On Ayn Rand’s Style of Writing

 Posted by on 12 November 2012 at 10:00 am  Ayn Rand, Literature, Objectivism
Nov 122012

A while back, someone asked me about a blog post on Ayn Rand’s novel Atlas Shrugged by Aaron Ross Powell — Atlas Shrugged: Initial Impressions. The post begins:

Sans its message, sans its historical significance, sans its ability to turn young people into libertarians, the first thing one picks up on when starting Atlas Shrugged is the poverty of the prose. Ayn Rand, no matter her or her followers’ opinion otherwise, just isn’t a very good writer. The language is plodding, non-lyrical, and often often awkward. For example, in one scene she writes, “He stood slouching against the bar.” To my knowledge, one stands against a bar or one slouches against a bar-but one does not stand slouching.

The only other bit of substance is the following:

What else comes to mind, a mere 200 pages into this monstrous novel? Well, I can’t imagine wanting to hang out with any of these people. Her good guys are, without exception, awful human beings. They display no compassion and evidence no empathy. A world filled with such super men would be a terrible place, indeed. Her bad guys, on the other hand-her collectivists and leftists and academics-are ugly little toads who snivel and beg from the arch-capitalists we’re all supposed to look up to when we aren’t looking for an excuse to leave. Objectivism, at least as presented in this seminal text, affords no nuance.

So, what did I say about that criticism of Atlas Shrugged to my correspondent? Let’s see:

That post was rather offensive, but very typical of some libertarians, unfortunately. It stuck me as little more than a series of snide, cutting remarks without any real substance.

Here’s my view: Ayn Rand’s style is definitely different from standard American novelists, as well as from classic English literature. It has much more in common with the stronger style of the Russian and French classics that Ayn Rand read and loved as a child and young woman. But even relatively well-educated Americans are less familiar with those, if familiar at all, so her style can seem a bit foreign. However, I cannot dislike it.

Moreover, many of the standard charges made — including in that post — are just strange. About the “slouching,” the actual sentence is “Bertram Scudder stood slouched against the bar.” That’s perfectly sensible: a person can slouch while sitting or standing, and in doing so the person might be leaning against a bar. So her sentence seems like a precise and economical description to me.

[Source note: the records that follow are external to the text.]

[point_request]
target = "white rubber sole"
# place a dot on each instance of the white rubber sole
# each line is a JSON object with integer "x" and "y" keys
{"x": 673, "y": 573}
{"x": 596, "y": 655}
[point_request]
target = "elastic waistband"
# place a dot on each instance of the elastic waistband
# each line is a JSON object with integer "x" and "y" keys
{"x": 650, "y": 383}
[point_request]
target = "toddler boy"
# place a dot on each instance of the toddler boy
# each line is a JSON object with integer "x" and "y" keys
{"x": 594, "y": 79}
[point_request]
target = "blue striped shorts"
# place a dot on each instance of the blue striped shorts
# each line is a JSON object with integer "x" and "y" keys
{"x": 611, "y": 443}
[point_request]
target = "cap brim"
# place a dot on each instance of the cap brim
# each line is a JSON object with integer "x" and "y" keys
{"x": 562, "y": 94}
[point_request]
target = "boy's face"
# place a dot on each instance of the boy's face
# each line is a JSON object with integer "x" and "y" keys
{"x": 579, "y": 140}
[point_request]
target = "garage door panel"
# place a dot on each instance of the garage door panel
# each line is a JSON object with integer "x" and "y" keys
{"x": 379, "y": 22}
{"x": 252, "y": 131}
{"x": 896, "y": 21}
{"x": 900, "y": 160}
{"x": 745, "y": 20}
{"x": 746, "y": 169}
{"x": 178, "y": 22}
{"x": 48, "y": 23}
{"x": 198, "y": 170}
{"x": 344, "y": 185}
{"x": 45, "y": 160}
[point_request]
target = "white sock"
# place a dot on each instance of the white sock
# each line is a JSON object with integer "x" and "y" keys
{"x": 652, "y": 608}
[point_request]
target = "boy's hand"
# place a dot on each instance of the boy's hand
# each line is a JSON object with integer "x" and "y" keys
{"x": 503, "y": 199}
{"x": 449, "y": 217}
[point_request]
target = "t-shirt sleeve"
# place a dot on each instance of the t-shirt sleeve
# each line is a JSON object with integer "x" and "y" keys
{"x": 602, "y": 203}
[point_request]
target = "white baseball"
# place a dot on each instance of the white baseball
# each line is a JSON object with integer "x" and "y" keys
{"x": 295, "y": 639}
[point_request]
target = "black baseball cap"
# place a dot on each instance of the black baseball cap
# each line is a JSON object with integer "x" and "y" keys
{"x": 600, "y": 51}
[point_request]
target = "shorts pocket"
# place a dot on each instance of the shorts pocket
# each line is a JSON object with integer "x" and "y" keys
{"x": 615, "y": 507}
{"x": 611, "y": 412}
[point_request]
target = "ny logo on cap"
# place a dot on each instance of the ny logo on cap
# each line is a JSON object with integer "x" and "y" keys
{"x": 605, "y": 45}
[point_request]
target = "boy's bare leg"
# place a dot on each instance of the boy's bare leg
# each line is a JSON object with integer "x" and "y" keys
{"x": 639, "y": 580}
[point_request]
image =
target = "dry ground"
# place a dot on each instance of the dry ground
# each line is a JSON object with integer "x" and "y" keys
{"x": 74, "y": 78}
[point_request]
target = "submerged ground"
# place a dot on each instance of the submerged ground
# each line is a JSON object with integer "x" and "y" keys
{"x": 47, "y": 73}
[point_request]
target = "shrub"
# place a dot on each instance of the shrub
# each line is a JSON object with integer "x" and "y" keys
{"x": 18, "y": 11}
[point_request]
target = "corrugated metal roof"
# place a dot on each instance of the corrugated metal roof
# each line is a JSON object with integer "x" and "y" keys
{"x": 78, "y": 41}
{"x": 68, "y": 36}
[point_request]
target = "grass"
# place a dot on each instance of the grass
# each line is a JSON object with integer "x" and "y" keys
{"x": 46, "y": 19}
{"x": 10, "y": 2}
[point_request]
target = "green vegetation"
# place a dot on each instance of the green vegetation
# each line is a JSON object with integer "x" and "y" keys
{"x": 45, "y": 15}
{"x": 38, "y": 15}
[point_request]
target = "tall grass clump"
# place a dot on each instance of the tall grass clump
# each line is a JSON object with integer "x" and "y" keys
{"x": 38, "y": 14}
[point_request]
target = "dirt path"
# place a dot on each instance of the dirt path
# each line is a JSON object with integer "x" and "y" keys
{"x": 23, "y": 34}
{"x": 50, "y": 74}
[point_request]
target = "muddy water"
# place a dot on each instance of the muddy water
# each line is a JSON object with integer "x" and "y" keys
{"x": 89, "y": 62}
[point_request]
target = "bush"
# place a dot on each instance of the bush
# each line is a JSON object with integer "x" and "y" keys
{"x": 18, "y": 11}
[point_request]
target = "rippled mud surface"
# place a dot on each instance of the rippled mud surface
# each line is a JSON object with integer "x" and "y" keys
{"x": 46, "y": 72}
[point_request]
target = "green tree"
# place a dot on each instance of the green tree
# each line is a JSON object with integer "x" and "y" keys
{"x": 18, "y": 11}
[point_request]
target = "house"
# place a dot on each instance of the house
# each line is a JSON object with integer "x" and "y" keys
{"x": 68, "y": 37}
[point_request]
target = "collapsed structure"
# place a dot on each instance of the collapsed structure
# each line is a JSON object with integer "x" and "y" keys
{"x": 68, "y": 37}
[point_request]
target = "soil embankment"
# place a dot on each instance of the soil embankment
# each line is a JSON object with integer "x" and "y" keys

Moreover, contrary to the blogger, Ayn Rand’s characters are filled with nuance. Francisco seems to be a worthless playboy, yet also so much like his old self; Hank Rearden struggles with his view of sex as depraved; Dagny knows that she is helping the looters yet she will not join the strike; Dr. Stadler betrays his values time and again, with ever-worse results; the “wet nurse” slowly rejects all that he has been taught; Cherryl Taggart sees Jim clearly for what he really is after much painful struggle. Even the villains grow worse over the course of the novel: they work out the logic of their premises.

Oh, and notice the implicit moral standard in the post: Ayn Rand’s good guys aren’t good because “they display no compassion and evidence no empathy.” But that’s exactly part of Ayn Rand’s point: Jim Taggart is plenty empathetic: he’s definitely tuned in to people’s emotions. Yet he’s still downright evil due to his systematic refusal to think. In contrast, Dagny, the woman supposedly without feeling, displays profound depths of emotions. She loves her work passionately. She is beloved by her employees because she is just to them. In fact, due to that concern for justice, she displays the utmost kindness toward Cherryl in her desperate flight from Jim’s evil. Emotion is not what makes a person moral or not; it’s not a primary but an effect of a person’s basic adherence to facts or not.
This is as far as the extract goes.